James J. Zogby
This past week, Israeli, Lebanese and US leaders were busy patting themselves on the back announcing the completion of an Israeli/Lebanese ceasefire agreement. Israeli Prime Minister Netanyahu crowed about Israel victorious and now the unquestioned dominant force throughout the Middle East. Hezbollah declared a “divine victory” greater than their 2006 victory. Meanwhile, US leaders congratulated themselves for their leadership in a settlement they hoped would “advance broader peace and prosperity in the region.”
To say I’m skeptical is an understatement. At least the Lebanese will have some respite from Israel’s relentless bombings. And Israeli forces will begin withdrawing from Lebanon’s south. Nevertheless, I’m not celebrating. Too many have died, too much bitterness sown, no lessons learned, and too many issues unresolved.
In announcing the ceasefire, President Biden said that Israelis and Lebanese can return home, except that, for hundreds of thousands of Lebanese, their homes no longer exist. Further, the ceasefire is tentative, and its terms are decidedly lopsided.

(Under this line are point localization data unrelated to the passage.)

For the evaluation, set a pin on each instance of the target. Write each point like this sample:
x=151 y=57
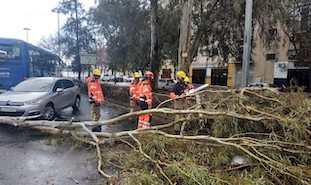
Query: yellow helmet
x=181 y=74
x=96 y=72
x=136 y=75
x=187 y=79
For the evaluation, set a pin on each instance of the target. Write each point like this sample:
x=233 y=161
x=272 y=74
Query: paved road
x=25 y=158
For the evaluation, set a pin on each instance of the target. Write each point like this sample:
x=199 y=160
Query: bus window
x=10 y=52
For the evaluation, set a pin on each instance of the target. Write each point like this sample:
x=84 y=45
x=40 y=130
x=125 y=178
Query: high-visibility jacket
x=188 y=88
x=135 y=90
x=94 y=90
x=178 y=89
x=145 y=92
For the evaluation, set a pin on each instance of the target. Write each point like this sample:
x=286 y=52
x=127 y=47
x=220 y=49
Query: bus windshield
x=10 y=51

Once again, like in 2006, Hezbollah miscalculated. Demonstrating solidarity with the Palestinians in Gaza may have seemed honourable, but they kicked the hornets’ nest of a foe whose ruthlessness knows no limits and faces no restraints. Israel responded with complete impunity, violating all norms of international law and civilised behaviour.

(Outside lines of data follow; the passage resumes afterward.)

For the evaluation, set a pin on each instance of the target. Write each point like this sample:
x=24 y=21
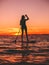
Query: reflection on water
x=35 y=53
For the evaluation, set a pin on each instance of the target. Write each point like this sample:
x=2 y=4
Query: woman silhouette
x=23 y=26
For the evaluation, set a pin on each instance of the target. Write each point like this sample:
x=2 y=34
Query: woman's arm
x=27 y=18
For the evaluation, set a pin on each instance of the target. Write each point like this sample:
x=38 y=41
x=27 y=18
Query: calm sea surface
x=12 y=52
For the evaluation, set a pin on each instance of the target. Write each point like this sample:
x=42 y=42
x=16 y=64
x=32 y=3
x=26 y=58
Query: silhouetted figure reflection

Now, Hezbollah has been weakened, forced to relocate north of the Litani River and with less claim as a feared deterrent against Israeli dominance. Their ability to use their armed presence as the pretorian guard protecting the ancient regime in Lebanon
is unclear.
While Hezbollah certainly plays a role in Iran’s regional strategy, it is also a movement born of problems internal to Lebanon. Hezbollah represents an aggrieved Shi’a community that is long felt disadvantaged in Lebanese affairs. They suffered the consequences of Israel’s war with the PLO, with its villages occupied by the Israeli military for decades. With Israel being forced to end its occupation in 2000, Hezbollah’s stature grew.
Most estimates place the Shi’a community as Lebanon’s largest sectarian grouping. They harbour a deep sense of disenfranchisement and are unwilling, especially after what they have recently endured, to accept a subordinate status.

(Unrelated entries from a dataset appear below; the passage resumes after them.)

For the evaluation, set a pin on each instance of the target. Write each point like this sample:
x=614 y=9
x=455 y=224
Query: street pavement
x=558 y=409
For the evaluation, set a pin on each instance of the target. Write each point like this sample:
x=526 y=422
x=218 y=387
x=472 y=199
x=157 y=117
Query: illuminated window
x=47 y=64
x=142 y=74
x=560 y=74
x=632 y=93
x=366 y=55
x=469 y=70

While some say Lebanon must “get it together,” elect a new president and establish a government, that is not nearly enough. Ending the corrupt, outmoded sectarian system is essential. Whether one blames Hezbollah for this war or not, without real reform, the inequities of Lebanon’s sectarian divisions will cause tensions and disruptions, continuing to risk the country’s recovery.
Netanyahu’s crowing about his great successes in defying world opinion and defeating Israel’s foes was both frightening and disturbing. He further threatened the continued use of Israel’s unmatched military might to ensure Israel’s security and dominance. But here too a reckoning must be addressed.
As we have learned from past wars, there are wounds that do not heal. Israel may be feared, but it is hated more than ever. Palestinians, many Lebanese and Arabs in general are now more hostile to Israel than before.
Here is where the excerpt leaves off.